Hawkins still adjusting to college game

By Andy Samuelson     Dec 24, 2002

Jeff Hawkins doesn’t have a Christmas wish list this year.

“I really don’t want any presents,” the Kansas University red-shirt freshman guard said. “I just want to be with my family and relax at the house.”

When he wasn’t relaxing or interacting with his family, Hawkins planned to spend his spare time watching television — not bowl games, not movies and not tapes of KU games.

Hawkins has been watching and will continue to check out tape from his days as an all-state basketball player at Kansas City Sumner Academy.

“Sometimes I doubt myself,” Hawkins said. “But when I watched some of those old games I know I can still do some of the same stuff. It’s all about having confidence.”

Thus the problem.

“Comparing myself to my senior year of high school, I had a lot of confidence,” said Hawkins, who averaged 19.6 points, 4.5 assists and 2.6 steals a game as a Sumner Academy senior. “This year I have to get my confidence level up, and that’s what I’m trying to work on.”

Hawkins, aptly nicknamed J-Hawk, had a bright beginning to his college career after sitting out last season because of a red shirt. He scored 16 points in just 18 minutes in KU’s exhibition wins over EA Sports and Washburn.

Hawkins connected on six of nine field goals and looked like he had helped answer the question about the Jayhawks’ depth. Then Hawkins came up empty in the season opener against Holy Cross. Next, he made three of four free throws in nine minutes against UNC Greensboro.

Then he hit a sinking spell.

Hawkins logged one minute in both of KU’s losses against North Carolina and Florida at the Preseason NIT in New York City. Back in Lawrence, he played a career-high 15 minutes versus Division II Central Missouri State, but missed all five of his shots. Against Oregon, he mopped up, and he didn’t play at all at Tulsa.

“It’s been tough,” Hawkins said. “But it’s just like my freshman year of high school, from playing in the eighth grade and starting. You have to work your way up. It’s just a tough process, but it all works out in the long run.”

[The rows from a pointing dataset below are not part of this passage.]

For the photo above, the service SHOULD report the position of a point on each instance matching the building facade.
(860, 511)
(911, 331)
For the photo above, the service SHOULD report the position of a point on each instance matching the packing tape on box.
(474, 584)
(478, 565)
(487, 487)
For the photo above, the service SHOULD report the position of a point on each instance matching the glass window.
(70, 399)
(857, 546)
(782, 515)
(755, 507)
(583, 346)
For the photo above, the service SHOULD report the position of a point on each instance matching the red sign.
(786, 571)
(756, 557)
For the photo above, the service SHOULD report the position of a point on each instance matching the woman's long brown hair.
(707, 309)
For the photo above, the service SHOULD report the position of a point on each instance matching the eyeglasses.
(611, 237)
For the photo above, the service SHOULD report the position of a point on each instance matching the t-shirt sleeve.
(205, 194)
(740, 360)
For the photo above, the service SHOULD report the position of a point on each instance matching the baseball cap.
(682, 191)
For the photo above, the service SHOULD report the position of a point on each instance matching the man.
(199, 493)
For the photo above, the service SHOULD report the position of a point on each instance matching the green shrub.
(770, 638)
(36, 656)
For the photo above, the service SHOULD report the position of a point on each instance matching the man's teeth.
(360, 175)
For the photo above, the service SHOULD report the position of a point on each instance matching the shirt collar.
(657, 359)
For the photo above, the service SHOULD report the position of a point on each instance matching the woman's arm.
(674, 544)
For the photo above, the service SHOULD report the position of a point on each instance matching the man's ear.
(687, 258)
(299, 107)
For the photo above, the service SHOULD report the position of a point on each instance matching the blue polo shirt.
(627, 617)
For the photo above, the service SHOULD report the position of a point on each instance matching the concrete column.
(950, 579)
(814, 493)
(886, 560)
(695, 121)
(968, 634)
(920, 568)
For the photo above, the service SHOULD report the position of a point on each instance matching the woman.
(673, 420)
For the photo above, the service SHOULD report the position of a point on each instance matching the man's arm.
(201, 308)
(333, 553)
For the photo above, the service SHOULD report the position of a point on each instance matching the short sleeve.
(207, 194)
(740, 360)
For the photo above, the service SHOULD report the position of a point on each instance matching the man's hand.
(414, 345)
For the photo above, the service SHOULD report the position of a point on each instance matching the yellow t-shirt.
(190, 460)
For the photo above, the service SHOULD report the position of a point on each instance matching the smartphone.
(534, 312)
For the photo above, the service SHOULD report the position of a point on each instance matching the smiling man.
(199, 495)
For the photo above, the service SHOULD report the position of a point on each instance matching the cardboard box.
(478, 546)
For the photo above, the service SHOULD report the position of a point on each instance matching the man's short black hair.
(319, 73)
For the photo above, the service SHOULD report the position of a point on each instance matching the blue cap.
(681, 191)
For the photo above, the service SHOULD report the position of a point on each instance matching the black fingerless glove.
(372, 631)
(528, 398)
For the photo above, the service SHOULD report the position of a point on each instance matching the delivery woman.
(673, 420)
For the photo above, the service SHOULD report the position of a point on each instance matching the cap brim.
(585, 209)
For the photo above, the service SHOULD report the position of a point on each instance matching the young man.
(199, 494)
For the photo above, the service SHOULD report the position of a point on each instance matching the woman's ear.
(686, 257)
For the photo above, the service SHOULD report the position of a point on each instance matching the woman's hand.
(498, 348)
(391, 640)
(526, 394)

Or at least in the last two games.

Hawkins scored a career-high six points in 15 minutes in the Jayhawks’ rout of Emporia State on Dec. 14. And he needed only three minutes of court time to tally four points — which happened to be the only points off the KU bench — against UCLA on Saturday.

“Jeff has gotten better,” KU coach Roy Williams said. “He’s working every day in practice.”

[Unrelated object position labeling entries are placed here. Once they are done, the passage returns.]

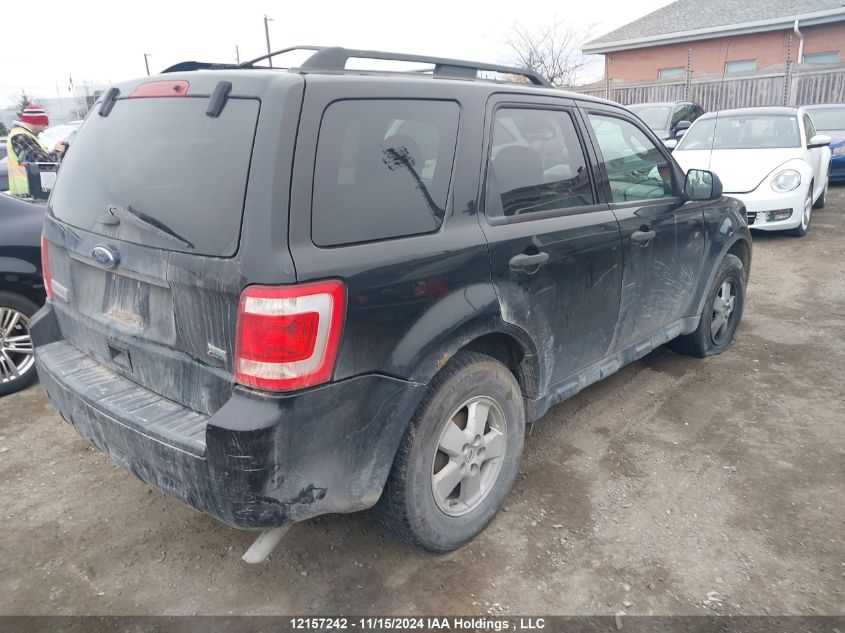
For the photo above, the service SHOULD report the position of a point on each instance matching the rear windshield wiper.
(125, 212)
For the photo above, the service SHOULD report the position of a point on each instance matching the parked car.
(829, 119)
(769, 157)
(21, 289)
(364, 299)
(668, 120)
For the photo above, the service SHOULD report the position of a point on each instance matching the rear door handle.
(642, 236)
(524, 262)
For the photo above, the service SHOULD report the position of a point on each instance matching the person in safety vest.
(23, 146)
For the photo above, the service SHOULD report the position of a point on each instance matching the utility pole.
(267, 35)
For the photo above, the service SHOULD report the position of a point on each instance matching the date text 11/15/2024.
(454, 623)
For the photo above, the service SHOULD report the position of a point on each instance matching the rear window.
(383, 169)
(175, 177)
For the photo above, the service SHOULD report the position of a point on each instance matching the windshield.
(64, 132)
(831, 119)
(170, 169)
(748, 131)
(656, 117)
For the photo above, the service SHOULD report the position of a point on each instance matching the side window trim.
(605, 178)
(577, 122)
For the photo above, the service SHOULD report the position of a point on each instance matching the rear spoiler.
(188, 66)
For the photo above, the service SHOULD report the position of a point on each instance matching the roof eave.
(761, 26)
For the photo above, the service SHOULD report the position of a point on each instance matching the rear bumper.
(259, 461)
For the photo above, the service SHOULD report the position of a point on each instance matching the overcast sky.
(103, 42)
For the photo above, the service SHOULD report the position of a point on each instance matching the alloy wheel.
(723, 307)
(16, 354)
(469, 456)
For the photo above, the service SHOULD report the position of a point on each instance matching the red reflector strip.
(153, 89)
(45, 268)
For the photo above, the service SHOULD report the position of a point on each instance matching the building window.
(666, 73)
(741, 66)
(831, 57)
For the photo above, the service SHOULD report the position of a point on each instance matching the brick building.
(724, 36)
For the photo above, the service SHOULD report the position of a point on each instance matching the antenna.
(720, 106)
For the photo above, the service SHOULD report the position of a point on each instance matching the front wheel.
(801, 229)
(17, 362)
(459, 456)
(721, 315)
(822, 200)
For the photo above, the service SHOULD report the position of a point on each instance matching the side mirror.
(681, 128)
(702, 185)
(819, 140)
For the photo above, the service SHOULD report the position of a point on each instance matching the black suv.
(21, 289)
(279, 293)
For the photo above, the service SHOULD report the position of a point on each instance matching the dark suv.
(279, 293)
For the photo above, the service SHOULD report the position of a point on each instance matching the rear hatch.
(144, 230)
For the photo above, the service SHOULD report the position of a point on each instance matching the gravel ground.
(676, 486)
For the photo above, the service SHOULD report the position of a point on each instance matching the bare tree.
(553, 50)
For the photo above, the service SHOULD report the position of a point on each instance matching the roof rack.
(192, 65)
(336, 57)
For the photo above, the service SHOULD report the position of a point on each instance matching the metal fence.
(799, 85)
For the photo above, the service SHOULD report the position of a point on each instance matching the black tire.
(703, 342)
(407, 506)
(822, 200)
(25, 307)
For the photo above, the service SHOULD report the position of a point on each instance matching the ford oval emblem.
(104, 256)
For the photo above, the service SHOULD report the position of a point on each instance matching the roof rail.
(336, 57)
(304, 47)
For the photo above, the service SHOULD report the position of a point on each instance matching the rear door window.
(636, 169)
(536, 163)
(383, 169)
(176, 177)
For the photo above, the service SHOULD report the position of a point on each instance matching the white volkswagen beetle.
(770, 158)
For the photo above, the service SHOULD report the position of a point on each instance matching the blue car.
(829, 119)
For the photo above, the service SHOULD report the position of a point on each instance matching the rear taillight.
(287, 336)
(45, 269)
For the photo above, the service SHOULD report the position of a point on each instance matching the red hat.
(34, 115)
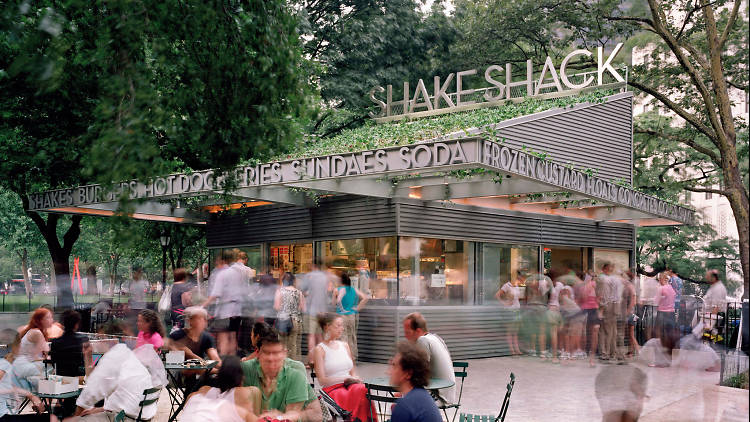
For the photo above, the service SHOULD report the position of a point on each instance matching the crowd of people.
(251, 325)
(593, 315)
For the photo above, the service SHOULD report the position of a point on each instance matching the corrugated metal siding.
(454, 222)
(598, 136)
(469, 331)
(341, 217)
(376, 334)
(566, 233)
(261, 224)
(462, 222)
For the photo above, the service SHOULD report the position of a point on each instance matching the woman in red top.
(665, 318)
(150, 330)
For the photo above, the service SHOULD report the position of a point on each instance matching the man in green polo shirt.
(283, 382)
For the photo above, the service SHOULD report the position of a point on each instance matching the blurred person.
(52, 331)
(621, 391)
(649, 300)
(535, 314)
(282, 382)
(150, 330)
(118, 379)
(628, 312)
(181, 296)
(290, 304)
(259, 330)
(246, 320)
(71, 356)
(677, 284)
(349, 301)
(263, 298)
(508, 296)
(11, 395)
(229, 291)
(334, 367)
(609, 302)
(409, 372)
(554, 321)
(193, 339)
(665, 323)
(229, 401)
(137, 288)
(590, 306)
(574, 320)
(315, 288)
(715, 299)
(441, 363)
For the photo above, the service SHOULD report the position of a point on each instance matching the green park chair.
(459, 370)
(465, 417)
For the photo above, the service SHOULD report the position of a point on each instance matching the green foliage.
(356, 45)
(372, 135)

Williams is using Hawkins at both point guard and shooting guard and, the KU coach said, “I think with time he’s going to feel more comfortable with that.”

Hawkins, who was a National Merit Scholar semifinalist in high school, is smart enough to know his days of scoring 42 points in a game — as he once did at Sumner Academy — are over. Still, he also knows Williams is counting on him to contribute off the bench.

“I feel my season is going pretty good, but I need to really focus on the things that coach wants me to do,” Hawkins said. “I understand the game a little more than I did last year, but I feel that I’m worried about making too many mistakes, and sometimes that leads me into making another mistake.”